A briefing session was held November 4 for the residents of Koriyama in the Fukushima prefecture regarding thyroid cancer screenings for children. The tests were being conducted for children in the prefecture aged 18 years and younger due to possible exposure from the nuclear disaster at the Fukushima nuclear power plant last year.
The screenings, which began in October 2011, had already been conducted on 115,000 children, which is just about one third of the total number of children that will require testing. Parents, however, have been less than satisfied with some aspects of the tests, one of which was regarding sufficient disclosure of the results of the screenings. Parents had to explicitly put in requests to receive copies of thyroid images from the tests. Some parents whose children were given a grade of A2, meaning they had cysts 20 millimeters or smaller, are worried that the next round of tests for their children won’t happen until after two years. The A2 group composed of 35 percent of the screened children, making up the second largest group, with A1 children or those who have shown no cysts being the largest group, making up 65 percent.
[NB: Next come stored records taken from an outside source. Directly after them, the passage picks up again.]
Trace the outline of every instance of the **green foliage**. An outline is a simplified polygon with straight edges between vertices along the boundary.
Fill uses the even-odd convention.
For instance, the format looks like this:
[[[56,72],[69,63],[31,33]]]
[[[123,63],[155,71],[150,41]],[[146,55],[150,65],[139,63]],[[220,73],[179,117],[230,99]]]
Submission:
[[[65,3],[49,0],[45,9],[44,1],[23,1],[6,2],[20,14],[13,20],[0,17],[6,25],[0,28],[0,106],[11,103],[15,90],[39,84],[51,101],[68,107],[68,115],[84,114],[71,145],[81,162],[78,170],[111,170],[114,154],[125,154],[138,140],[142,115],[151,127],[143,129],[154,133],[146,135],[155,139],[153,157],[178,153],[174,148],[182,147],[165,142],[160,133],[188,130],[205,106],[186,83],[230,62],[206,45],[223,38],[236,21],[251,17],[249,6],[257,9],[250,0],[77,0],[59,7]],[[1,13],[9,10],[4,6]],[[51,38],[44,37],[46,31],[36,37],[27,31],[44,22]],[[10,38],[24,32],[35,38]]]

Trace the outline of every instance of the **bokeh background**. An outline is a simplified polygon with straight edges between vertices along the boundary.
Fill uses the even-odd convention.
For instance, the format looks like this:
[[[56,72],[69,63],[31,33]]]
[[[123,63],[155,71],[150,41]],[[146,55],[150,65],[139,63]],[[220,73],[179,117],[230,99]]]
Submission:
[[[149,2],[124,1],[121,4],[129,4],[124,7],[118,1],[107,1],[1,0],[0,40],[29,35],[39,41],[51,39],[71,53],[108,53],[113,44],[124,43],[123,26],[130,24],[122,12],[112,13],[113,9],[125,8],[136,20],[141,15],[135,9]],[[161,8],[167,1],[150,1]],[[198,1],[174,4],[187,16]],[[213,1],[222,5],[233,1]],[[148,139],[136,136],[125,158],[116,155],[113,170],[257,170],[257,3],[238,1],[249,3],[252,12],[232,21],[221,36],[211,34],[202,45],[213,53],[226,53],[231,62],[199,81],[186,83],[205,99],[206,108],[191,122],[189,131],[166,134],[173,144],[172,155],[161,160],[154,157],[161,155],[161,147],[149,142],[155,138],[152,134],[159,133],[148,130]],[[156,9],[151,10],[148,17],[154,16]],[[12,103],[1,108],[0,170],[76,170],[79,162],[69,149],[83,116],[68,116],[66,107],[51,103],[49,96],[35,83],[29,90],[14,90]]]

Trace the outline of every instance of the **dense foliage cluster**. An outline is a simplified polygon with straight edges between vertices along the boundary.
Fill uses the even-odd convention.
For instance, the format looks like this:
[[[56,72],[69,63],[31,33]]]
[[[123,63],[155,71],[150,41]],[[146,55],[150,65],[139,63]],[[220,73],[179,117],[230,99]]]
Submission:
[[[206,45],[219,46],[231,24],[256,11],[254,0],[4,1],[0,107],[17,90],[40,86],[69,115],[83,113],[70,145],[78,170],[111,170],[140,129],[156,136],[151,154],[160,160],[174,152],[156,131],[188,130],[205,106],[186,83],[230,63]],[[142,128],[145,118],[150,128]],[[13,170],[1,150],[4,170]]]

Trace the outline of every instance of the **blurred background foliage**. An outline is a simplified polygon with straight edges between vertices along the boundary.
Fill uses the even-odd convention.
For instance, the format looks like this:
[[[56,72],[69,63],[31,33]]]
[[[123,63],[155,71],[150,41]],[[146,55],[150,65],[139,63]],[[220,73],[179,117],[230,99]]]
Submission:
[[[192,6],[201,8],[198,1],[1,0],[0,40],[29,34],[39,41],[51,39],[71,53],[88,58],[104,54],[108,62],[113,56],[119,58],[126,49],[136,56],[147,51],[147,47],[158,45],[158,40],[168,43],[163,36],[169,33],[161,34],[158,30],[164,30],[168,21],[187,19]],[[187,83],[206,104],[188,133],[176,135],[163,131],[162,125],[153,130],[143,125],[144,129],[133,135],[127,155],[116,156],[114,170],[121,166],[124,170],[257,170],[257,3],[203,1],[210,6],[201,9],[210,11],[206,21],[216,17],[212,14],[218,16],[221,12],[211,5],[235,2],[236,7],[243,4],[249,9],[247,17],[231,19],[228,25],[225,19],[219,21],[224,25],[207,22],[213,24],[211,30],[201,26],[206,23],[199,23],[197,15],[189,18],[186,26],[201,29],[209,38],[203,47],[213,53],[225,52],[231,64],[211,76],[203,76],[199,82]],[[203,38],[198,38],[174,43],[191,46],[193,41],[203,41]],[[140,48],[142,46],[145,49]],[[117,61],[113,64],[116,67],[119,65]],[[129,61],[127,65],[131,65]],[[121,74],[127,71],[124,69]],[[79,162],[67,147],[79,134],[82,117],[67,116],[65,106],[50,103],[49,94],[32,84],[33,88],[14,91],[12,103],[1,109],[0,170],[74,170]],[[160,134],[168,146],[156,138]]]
Professor Shinichi Suzuki of the Fukushima Medical University, who leads the thyroid screenings, said that they will consider the possibility of releasing the thyroid images without having to put in a request. He also asked for some understanding, saying these thyroid screenings for children have never been before conducted in Japan. About 70 Fukushima residents attended the session, which lasted an hour longer than the two-hour schedule. Briefings will also be held on November 10 at the Fukushima capital and on November 18 at Minamisoma.